No, that's not some grainy image coming into focus - that's a [Monte Carlo simulation](https://en.wikipedia.org/wiki/Monte_Carlo_method) approximating the value of $\pi$ (`r pi`...).

## What is Monte Carlo simulation?

### Basic idea

Monte Carlo simulation uses (pseudo)random numbers to solve (not-so-random) problems. The general approach goes like this:

- Run a series of trials.
- In each trial, simulate an event (e.g. a coin toss, a dice roll, etc.).
- Count the number of successful trials.
- Guess that the Expected Odds $\simeq$ Observed Odds = $\frac{\text{\# Successful Trials}}{\text{\# Total Trials}}$

For many applications, Monte Carlo simulations result in a sufficiently accurate result with a reasonable amount of trials (~ 100,000). You can always improve your accuracy with more trials, but that comes at the expense of increased run time. To summarize:

1. As # of trials increases, observed odds --> expected odds.
2. More trials --> more accurate (+ more time).

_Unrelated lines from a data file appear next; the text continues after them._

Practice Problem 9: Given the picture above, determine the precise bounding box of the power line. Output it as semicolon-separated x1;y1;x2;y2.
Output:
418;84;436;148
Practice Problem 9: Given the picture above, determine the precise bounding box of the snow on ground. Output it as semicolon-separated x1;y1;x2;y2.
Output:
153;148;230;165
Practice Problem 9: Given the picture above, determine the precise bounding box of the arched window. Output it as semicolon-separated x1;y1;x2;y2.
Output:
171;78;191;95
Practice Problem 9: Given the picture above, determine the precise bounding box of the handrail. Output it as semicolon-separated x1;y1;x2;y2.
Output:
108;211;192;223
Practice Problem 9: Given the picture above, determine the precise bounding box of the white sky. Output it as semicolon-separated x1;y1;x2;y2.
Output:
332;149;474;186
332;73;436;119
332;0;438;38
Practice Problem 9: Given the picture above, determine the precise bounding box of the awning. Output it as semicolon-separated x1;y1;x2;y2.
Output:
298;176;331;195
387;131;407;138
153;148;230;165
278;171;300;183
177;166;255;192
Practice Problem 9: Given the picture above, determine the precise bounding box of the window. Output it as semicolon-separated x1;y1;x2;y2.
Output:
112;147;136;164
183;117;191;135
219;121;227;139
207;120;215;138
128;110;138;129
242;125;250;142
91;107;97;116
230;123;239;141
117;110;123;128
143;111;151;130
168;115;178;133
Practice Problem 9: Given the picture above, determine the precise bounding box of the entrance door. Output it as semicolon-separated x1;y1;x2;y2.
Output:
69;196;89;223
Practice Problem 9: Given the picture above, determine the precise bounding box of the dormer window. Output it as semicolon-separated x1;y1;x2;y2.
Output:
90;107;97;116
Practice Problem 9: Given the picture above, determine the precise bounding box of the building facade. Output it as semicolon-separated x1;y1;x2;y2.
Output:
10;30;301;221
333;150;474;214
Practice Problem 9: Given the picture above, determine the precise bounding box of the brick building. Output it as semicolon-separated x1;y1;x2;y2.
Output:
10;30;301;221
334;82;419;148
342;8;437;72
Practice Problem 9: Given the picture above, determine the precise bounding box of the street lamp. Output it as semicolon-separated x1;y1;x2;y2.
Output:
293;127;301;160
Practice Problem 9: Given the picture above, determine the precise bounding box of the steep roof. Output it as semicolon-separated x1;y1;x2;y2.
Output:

### Why the name "Monte Carlo"?

The name "Monte Carlo" comes from the (pseudo)random nature of the simulation process. Running a series of trials is similar to how many gambling games work in casinos, and [Monte Carlo](https://en.wikipedia.org/wiki/Monte_Carlo) is famous for gambling. Of course, in the casinos the odds are always slightly in the favor of the house, so after millions of trials the odds are that the house will win more money than the gamblers.

### Why even do this?

Many problems have "closed-form" solutions, meaning they can be solved with math alone. But there are also many problems for which no known closed-form solution exists. Integration is a classic example - there are many integrals for which a purely mathematical solution cannot be determined. However, solutions can be _approximated_ using simulation.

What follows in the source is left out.